I also want to make perfectly clear that this mission was not written or designed to succeed. I had no idea if igniting the engine at 25km would be high enough for its gimbal to be effective, and I had not foreseen that it would almost drift too far off prograde during the coast to third stage ignition. That was a legit oh shit moment for me during the ascent! If it had failed for either of these reasons, or any others equally as plausible, I would have let if fail. Not knowing if a mission will fail or succeed makes things interesting for me as well since it’s a possible narrative branch I can’t plan beyond.

Ascension Mk1 video

What was said about waiting for a good mission to make a video for was pretty much exactly how I’ve felt since the rocket began missions back in mid-2018. Of course I added some well-reasoned “in universe” explanations for the delay as well, based on actual past lore, but basically I just didn’t feel like any prior missions deserved the full treatment I wanted to give the video. Most importantly though, I was waiting for development on Rocket Sound Enhancement to improve further, but it’s been stalled for a while now and although the mod author says he’s coming back that hasn’t happened yet. I’ve always deplored the rocket sounds in KSP but I felt they finally reached a usable point with this mod.

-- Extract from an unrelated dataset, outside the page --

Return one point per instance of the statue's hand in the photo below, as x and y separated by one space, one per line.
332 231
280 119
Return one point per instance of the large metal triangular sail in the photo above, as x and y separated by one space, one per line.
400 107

The video took about 5 days to complete, working in between sessions of advancing the game clock as I would have to reload the game anyways for various shots – the establishing, tower and tracking shots were all done with minimal graphics mods for better frame rates and process clock but I of course had to turn that all back up for the booster camera. I captured the audio with no graphics mods at all to ensure it was synced to in-game actions properly. The final booster cam footage of MECO and capsule release were also done with Ambient Light Adjustment set to 0 since it was is direct sunlight when looking at the capsule. KSP has issues with darkening the sky when looking towards the sun so I had to use Distant Object Enhancement to force the skybox to hide as well.

I also had to spend time debugging an issue with Hullcam VDS where the booster camera view was clipping into the rocket. Turned out to somehow be a result of using Physics Range Extender, which thankfully was not needed for the booster cam footage.

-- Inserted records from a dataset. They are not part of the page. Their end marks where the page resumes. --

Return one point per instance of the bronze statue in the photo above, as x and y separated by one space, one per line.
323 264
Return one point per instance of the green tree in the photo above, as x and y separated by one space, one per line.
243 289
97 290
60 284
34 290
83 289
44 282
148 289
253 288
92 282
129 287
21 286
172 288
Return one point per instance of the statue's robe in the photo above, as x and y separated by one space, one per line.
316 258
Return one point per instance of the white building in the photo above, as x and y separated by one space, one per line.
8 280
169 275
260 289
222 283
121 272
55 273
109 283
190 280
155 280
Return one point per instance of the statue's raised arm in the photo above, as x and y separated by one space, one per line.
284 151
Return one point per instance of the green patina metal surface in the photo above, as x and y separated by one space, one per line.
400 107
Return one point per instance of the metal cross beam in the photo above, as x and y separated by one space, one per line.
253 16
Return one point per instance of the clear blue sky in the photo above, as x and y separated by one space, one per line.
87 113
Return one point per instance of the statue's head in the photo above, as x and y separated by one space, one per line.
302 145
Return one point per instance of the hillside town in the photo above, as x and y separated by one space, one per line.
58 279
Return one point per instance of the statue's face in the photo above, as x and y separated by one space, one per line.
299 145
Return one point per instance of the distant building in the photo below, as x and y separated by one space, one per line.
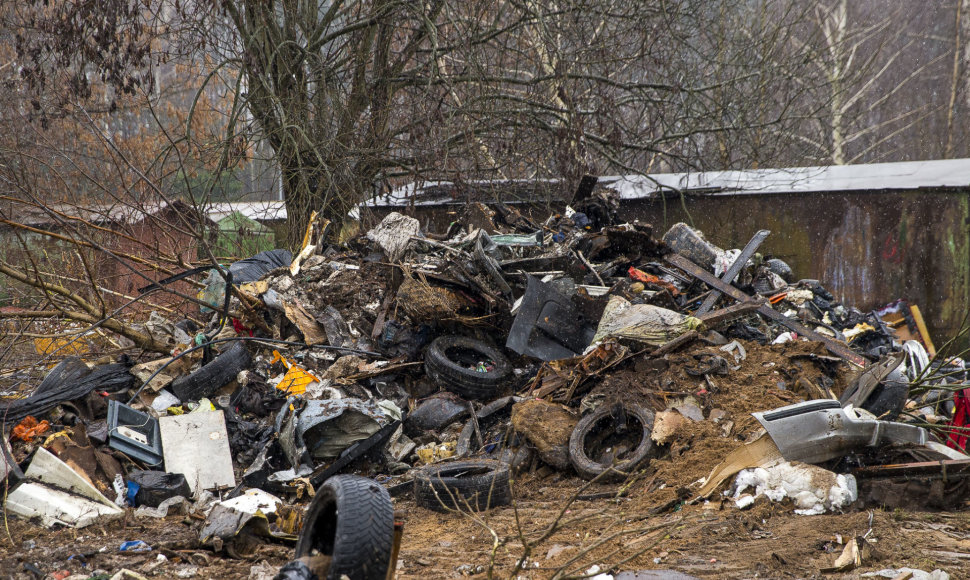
871 233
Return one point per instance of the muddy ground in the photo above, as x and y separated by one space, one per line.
560 526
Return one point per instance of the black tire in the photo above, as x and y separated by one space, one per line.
447 362
435 413
461 485
601 426
213 376
350 519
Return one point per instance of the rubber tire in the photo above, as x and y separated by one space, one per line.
443 488
466 382
589 469
350 519
213 376
434 414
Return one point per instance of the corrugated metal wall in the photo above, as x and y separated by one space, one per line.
867 248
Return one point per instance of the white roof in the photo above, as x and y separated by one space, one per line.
254 210
905 175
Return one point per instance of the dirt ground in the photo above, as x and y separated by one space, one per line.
560 526
707 541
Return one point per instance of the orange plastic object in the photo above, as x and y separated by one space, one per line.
641 276
30 428
296 380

Video edited with Sony Vegas 9.0

After getting all the footage, then came the task of syncing it properly which meant I also had to record some segments twice, once with the GUI active so I could see the altitude of the rocket along with the mission elapsed time. This is important because due to the graphics mods the game does not run at the same speed for the entire ascent. Where not much background rendering is needed the game clock will be green, but as more of the planet comes into view the game clock turns yellow and slows down to keep the physics processing accurate. This means that, for example, the booster cam footage of the beginning of the launch in 5 seconds the rocket moves further than in 5 seconds once it’s at like 20km. Thankfully knowing the timing of events and being able to compare the GUI footage to the non-GUI footage to place the rocket at certain points in the ascent I can “time compress” the video to make the length of time it should have taken for that segment of the flight to occur.

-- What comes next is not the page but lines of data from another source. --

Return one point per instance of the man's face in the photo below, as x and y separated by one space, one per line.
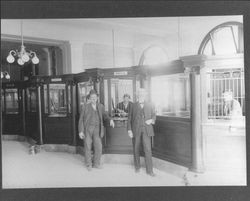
93 98
141 97
126 99
227 97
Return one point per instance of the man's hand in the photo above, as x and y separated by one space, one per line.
130 133
112 123
81 135
149 121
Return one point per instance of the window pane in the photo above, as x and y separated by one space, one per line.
46 109
208 48
154 56
2 99
171 95
58 100
83 90
226 98
106 95
224 42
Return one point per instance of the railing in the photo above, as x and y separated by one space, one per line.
226 93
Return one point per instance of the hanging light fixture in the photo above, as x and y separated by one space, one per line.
23 55
5 75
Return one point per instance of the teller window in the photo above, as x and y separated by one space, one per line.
11 100
31 100
171 95
83 91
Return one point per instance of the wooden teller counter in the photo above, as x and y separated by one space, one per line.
56 105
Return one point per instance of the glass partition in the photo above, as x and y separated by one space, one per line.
106 95
31 99
83 91
69 98
11 98
171 95
57 100
2 100
45 94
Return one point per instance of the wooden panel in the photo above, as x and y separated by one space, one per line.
172 140
117 139
12 124
57 130
32 129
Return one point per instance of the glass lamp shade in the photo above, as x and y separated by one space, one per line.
35 60
7 76
10 58
25 57
20 61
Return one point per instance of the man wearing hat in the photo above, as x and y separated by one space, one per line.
91 129
140 119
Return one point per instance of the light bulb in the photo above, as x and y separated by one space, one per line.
10 58
25 57
20 61
7 76
35 60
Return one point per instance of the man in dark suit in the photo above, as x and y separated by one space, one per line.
140 129
91 129
126 105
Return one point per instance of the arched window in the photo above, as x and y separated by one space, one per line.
153 55
226 38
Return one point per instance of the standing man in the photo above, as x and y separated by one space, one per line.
91 129
125 105
140 129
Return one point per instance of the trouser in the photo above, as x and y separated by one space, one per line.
146 141
93 135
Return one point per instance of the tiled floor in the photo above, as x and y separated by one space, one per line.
54 169
57 169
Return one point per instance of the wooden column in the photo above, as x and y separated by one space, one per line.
73 110
23 112
40 115
197 138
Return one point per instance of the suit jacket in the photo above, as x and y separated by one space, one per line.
122 107
85 116
134 118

Dunno if any of that was described well but suffice to say I can’t just record something and be done – it needs a lot of editing still, including taking out freeze-frames where the game pauses for garbage collection. Even Memgraph doesn’t do away with them entirely, just makes them shorter and less noticeable but still present.

Then came adding the sound, which as you can see above was manipulated still so the initial ignition would be softer with a beefier throttle up to launch thrust. Finally I could render it all out and upload it to YouTube, which still took three tries to get right because I don’t do this much and make dumb mistakes.

Overall I could cut this down to maybe 2-3 days since I had to rediscover solutions for a lot of mistakes I made and forgot about, so with experience this would become easier. It’s still a bit too much of a time sink to do still for every launch. Regardless I am pleased with the results and hope everyone else is as well.